October 25, 2022
by Hacker Valley Studio
Larci Robertson, Sales Engineer at Cyberreason and Board President of Women of Security, brings her expertise and experience in cyber threat analysis, community building, and networking to the pod this week. Larci talks about her time in the Navy, her desire for female friends, and how the combination of those two things led to her joining Women of Security (WoSec). In this episode, Larci walks through the importance of women-led cyber spaces and how mentoring gives back to the community in a ripple effect.
[00:00] Searching for friendship in Women of Security spaces
[06:56] Diving into the Dallas cyber community with WoSec
[14:00] Finding mission-focused purpose in threat intelligence analysis
[17:57] Transitioning from the military into security and technology
[24:10] Encouraging women to stay motivated in the cyber industry
Thank you to our sponsor Axonius for bringing this episode to life!
The Axonius solution correlates asset data from existing solutions to provide an always up-to-date inventory, uncover gaps, and automate action — giving IT and security teams the confidence to control complexity. Learn more at axonius.com/hackervalley
How did you get introduced to Women of Security?
After leaving the Navy and moving to Dallas, Larci struggled to find community amongst other women in tech. She worried the women she knew outside of the industry wouldn’t understand her unique struggles, but the women she was meeting in cyber felt few and far between. Reaching out to Women of Security felt like an encounter with destiny, which inspired Larci to start her own WoSec chapter in Plano and find her voice as a community leader.
“I wanted to find those women and get more women into security, but also have somebody to hang out with that was in the same industry, same page, we're all kind of going at the same pulse of what we've got going on in our lives.”
What are the challenges for women transitioning into the technology field, whether they're coming from the military or from another industry?
As a woman in threat defense analysis, Larci understands the hurdles and complications that come with transitioning into the field. Originally gaining her security experience in the Navy, Larci explains that she, along with many women she meets in the industry, undermine their past experiences and doubt their full potential. This often leads to less job applications from women when positions open up, perpetuating the gap for women in tech.
“I want to tell women, and I do tell them all the time, don't look at that job title. Read through the actual like, what they want you to do, and maybe you understand it in a different way. Don't worry about that stuff. Let them tell you you're not qualified, don't do it to yourself.”
What comes to the top of your mind about the power of community when thinking about WoSec?
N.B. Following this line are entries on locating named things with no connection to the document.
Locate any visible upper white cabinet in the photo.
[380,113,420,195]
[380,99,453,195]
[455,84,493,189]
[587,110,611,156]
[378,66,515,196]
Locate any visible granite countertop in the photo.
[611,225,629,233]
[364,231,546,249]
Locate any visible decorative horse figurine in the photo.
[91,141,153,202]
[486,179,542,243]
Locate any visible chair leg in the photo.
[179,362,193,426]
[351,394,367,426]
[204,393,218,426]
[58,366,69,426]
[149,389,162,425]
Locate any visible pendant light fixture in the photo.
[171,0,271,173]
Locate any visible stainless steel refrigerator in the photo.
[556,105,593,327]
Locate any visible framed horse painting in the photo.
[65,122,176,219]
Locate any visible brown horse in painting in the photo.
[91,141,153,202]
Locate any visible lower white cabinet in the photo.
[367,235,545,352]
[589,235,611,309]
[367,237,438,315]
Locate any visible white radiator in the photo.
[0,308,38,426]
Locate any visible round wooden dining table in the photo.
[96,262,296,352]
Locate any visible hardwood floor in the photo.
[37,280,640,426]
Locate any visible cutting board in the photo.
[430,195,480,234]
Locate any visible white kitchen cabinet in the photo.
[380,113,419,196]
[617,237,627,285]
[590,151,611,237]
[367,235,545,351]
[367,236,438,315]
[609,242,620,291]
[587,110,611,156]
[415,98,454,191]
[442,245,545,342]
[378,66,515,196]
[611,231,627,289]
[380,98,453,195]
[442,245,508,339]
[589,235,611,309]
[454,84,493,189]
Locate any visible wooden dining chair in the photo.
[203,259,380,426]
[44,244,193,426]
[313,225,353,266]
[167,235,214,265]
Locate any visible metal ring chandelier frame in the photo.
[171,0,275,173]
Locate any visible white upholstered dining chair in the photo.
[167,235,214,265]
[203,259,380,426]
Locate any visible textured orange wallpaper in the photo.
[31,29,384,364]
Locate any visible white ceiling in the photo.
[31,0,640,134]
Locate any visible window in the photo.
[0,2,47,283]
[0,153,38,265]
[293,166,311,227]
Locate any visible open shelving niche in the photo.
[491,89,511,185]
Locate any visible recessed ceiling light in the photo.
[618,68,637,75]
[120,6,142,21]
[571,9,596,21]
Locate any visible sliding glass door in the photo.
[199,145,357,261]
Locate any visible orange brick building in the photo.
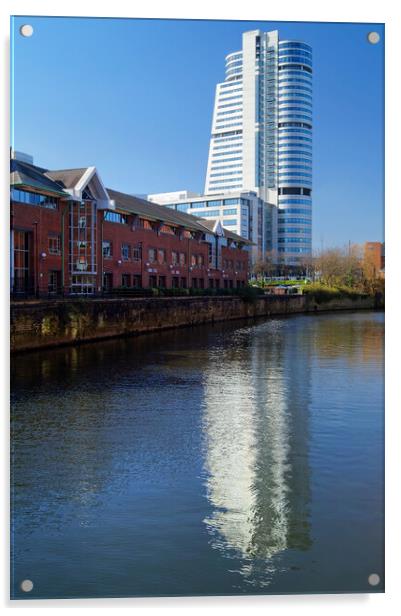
[11,160,250,297]
[363,242,385,278]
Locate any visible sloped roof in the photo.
[106,188,252,244]
[197,217,252,244]
[10,159,68,197]
[106,188,209,233]
[45,167,87,190]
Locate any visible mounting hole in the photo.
[19,24,33,37]
[368,573,380,586]
[368,32,380,45]
[21,580,33,592]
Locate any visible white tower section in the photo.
[205,30,312,265]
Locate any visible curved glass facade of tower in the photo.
[277,41,312,263]
[205,30,312,265]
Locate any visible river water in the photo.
[11,312,384,598]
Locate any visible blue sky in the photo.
[12,17,384,249]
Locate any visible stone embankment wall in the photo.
[11,295,377,351]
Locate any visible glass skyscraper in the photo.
[205,30,312,265]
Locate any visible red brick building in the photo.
[11,160,250,297]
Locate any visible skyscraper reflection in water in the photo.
[204,320,311,584]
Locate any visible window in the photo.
[102,240,113,259]
[48,270,61,293]
[104,210,128,224]
[132,244,142,261]
[157,248,166,264]
[103,272,113,291]
[49,235,61,255]
[121,244,131,261]
[160,225,174,235]
[121,274,131,287]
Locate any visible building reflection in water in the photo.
[204,320,311,583]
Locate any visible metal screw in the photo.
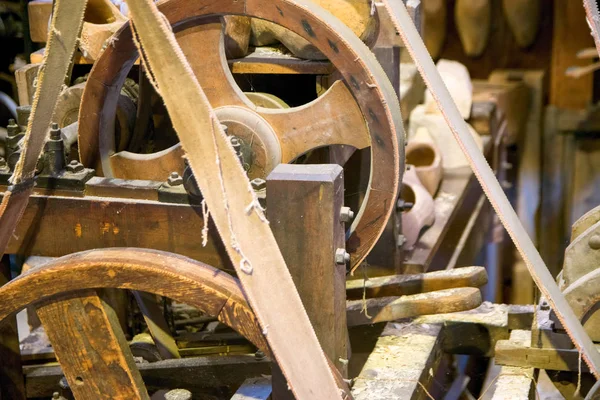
[50,122,62,140]
[254,350,267,361]
[335,249,350,265]
[67,160,84,174]
[167,172,183,186]
[340,207,354,222]
[250,178,267,191]
[165,389,192,400]
[588,234,600,250]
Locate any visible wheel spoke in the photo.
[258,81,371,162]
[110,143,185,181]
[175,19,253,108]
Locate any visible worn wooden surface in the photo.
[15,63,41,106]
[496,330,589,372]
[549,1,594,109]
[352,322,442,400]
[37,290,150,399]
[0,248,269,353]
[79,0,404,276]
[346,267,487,300]
[24,354,271,398]
[0,256,26,400]
[267,164,348,399]
[27,0,52,43]
[492,366,537,400]
[347,288,481,326]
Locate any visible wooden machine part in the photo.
[0,0,528,400]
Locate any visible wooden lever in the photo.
[346,287,481,326]
[346,267,487,300]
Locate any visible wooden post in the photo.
[37,290,149,399]
[267,164,348,400]
[0,256,26,400]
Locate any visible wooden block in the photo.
[37,290,149,399]
[0,256,26,400]
[27,0,52,43]
[550,1,594,109]
[267,164,348,399]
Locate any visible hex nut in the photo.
[67,160,85,174]
[588,233,600,250]
[250,178,267,191]
[340,207,354,222]
[167,172,183,186]
[335,249,350,265]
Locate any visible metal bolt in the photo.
[6,118,21,137]
[335,249,350,265]
[254,350,267,361]
[221,124,229,135]
[588,233,600,250]
[396,235,406,247]
[67,160,85,174]
[396,199,415,211]
[165,389,192,400]
[50,122,62,140]
[340,207,354,222]
[250,178,267,191]
[229,136,242,153]
[167,172,183,186]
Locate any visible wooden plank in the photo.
[352,322,442,400]
[346,288,481,326]
[550,1,594,109]
[0,256,26,400]
[24,355,271,399]
[15,63,42,106]
[496,330,600,372]
[37,290,149,399]
[539,106,572,275]
[346,267,487,300]
[267,164,348,399]
[27,0,52,43]
[2,193,233,271]
[492,366,537,400]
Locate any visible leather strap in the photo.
[127,0,344,400]
[384,0,600,378]
[0,0,87,254]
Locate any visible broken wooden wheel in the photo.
[79,0,404,268]
[0,248,347,399]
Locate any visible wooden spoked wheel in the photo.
[0,248,346,399]
[79,0,404,269]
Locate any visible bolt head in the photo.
[335,249,350,265]
[165,389,192,400]
[67,160,85,174]
[250,178,267,191]
[167,172,183,186]
[588,233,600,250]
[340,207,354,222]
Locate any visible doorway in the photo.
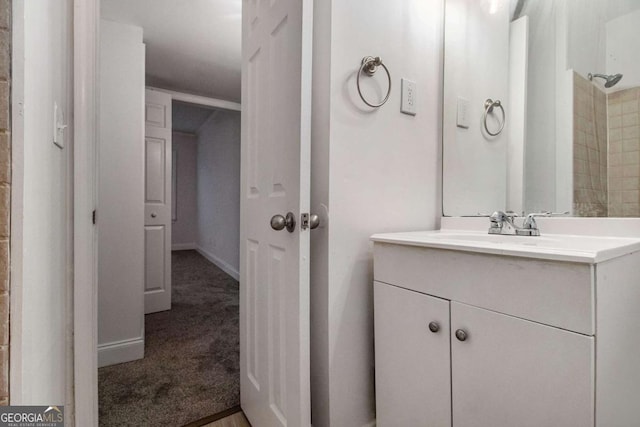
[97,0,240,426]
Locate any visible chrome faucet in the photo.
[489,211,569,236]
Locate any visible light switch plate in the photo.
[400,79,416,116]
[456,97,469,129]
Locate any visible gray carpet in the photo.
[98,251,240,427]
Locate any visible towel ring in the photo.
[356,56,391,108]
[482,98,507,136]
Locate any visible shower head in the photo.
[587,73,622,88]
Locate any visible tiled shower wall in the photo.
[573,73,608,216]
[608,88,640,217]
[0,0,11,405]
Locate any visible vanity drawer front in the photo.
[374,243,595,335]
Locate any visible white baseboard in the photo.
[171,243,198,251]
[196,246,240,281]
[98,338,144,368]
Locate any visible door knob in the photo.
[271,212,296,233]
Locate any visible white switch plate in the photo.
[400,79,416,116]
[456,97,469,129]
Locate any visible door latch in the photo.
[300,213,320,230]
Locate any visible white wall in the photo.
[443,0,510,216]
[10,0,73,405]
[196,110,240,280]
[568,0,610,78]
[311,0,443,427]
[171,132,198,250]
[606,10,640,90]
[506,16,529,213]
[98,20,145,366]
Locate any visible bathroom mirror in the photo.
[443,0,640,217]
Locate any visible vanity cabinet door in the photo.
[451,302,594,427]
[374,282,451,427]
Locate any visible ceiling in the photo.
[171,101,216,134]
[101,0,242,102]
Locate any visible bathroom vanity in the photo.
[372,230,640,427]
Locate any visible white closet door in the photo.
[144,90,172,314]
[240,0,313,427]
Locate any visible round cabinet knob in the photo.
[429,322,440,334]
[271,212,296,233]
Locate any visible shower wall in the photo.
[608,87,640,217]
[573,72,610,217]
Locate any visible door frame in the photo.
[72,0,241,426]
[69,0,100,426]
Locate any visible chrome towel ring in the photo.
[356,56,391,108]
[482,98,507,136]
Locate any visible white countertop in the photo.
[371,229,640,264]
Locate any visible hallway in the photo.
[99,250,240,426]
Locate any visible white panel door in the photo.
[240,0,312,427]
[144,90,172,314]
[451,302,595,427]
[374,282,451,427]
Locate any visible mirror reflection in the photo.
[443,0,640,217]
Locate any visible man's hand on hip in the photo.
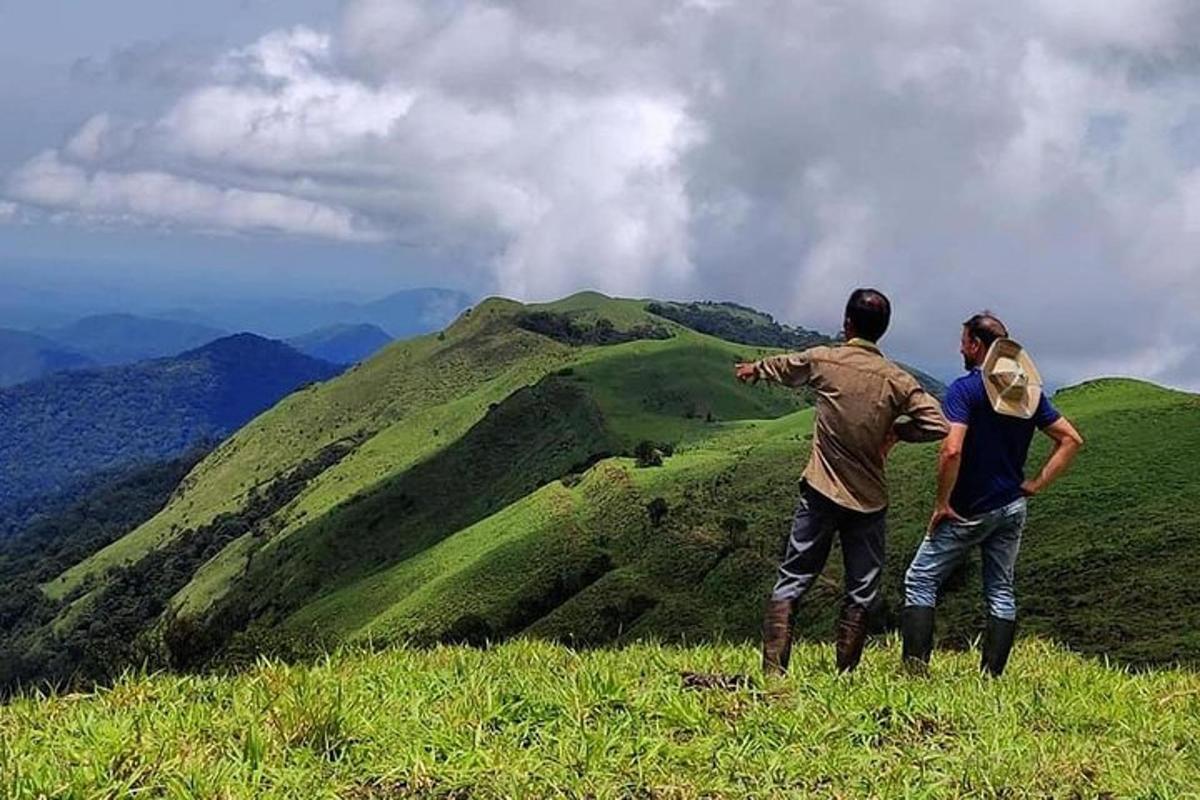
[925,505,966,539]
Community inspired Larci to be a part of WoSec, but it also left a lasting impact on her friends and her family. Not only has Larci witnessed many female friends achieve career heights they never dreamed possible, she’s also seen Women of Security inspire her own daughter. Initially believing her job was “too technical,” Larci’s daughter now better understands her own potential to succeed in cyber and tech, which has given her so much confidence in her future.
“I'm seeing people get their first jobs in cybersecurity, and it's really exciting. And then, they'll turn around and help somebody else. I feel like that's happening a lot more. I see it because my group is doing it, I think we're all emulating each other in that way.”
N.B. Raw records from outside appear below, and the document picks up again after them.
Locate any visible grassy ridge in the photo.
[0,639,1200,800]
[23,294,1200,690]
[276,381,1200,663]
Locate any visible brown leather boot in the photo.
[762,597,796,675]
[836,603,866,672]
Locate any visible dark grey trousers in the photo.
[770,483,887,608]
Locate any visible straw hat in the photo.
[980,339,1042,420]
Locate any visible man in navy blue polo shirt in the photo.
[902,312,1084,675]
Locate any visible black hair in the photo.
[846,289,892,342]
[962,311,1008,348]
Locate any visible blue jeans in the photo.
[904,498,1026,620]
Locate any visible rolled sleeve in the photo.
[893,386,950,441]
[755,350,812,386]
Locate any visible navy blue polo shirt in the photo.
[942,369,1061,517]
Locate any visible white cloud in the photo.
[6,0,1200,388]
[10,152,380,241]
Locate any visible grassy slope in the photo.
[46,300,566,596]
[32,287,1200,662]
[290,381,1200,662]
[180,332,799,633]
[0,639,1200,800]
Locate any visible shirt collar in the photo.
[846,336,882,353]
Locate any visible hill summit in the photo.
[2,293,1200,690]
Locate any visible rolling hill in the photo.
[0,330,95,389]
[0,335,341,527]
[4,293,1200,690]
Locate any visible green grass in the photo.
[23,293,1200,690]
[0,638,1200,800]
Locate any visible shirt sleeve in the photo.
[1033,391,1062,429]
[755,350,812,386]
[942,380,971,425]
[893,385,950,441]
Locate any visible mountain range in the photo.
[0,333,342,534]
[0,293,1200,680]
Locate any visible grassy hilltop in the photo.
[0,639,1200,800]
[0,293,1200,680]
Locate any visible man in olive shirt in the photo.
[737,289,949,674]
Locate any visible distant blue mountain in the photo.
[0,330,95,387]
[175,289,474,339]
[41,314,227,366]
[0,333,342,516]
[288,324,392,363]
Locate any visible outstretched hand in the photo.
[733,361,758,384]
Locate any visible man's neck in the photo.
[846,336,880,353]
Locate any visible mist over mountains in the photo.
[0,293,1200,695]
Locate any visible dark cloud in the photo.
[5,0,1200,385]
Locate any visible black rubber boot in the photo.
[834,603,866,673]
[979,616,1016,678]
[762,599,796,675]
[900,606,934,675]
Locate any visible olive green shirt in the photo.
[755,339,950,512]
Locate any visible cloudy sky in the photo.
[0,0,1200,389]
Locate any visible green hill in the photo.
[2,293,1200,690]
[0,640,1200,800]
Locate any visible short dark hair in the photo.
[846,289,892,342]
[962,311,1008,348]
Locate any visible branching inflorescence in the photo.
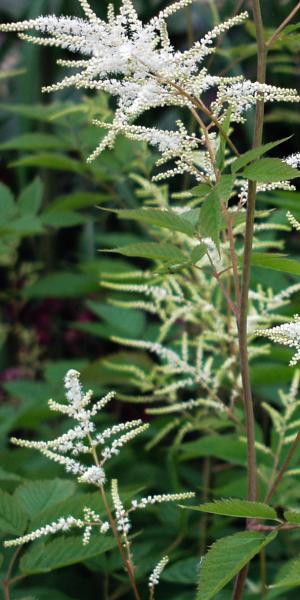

For any women listening right now, what would be that piece of advice that you have for them to keep them energized while they're in the field?
Money is a motivator for many individuals transitioning into the cyber industry. While Larci understands why she meets many women looking to make more money in cyber, she also encourages those women— and anyone else listening to this week’s show— to find a purpose and passion for their work. Money motivation doesn’t last forever, and Larci wants to build a community of women who understand and enjoy their purpose in tech.
“I feel like no matter what you do, if you have purpose in what you're doing, you're going to stay and you're going to have that drive. On top of that, you gotta have fun with this. If you're not having fun at what you're doing every day, I think you're doing it wrong.”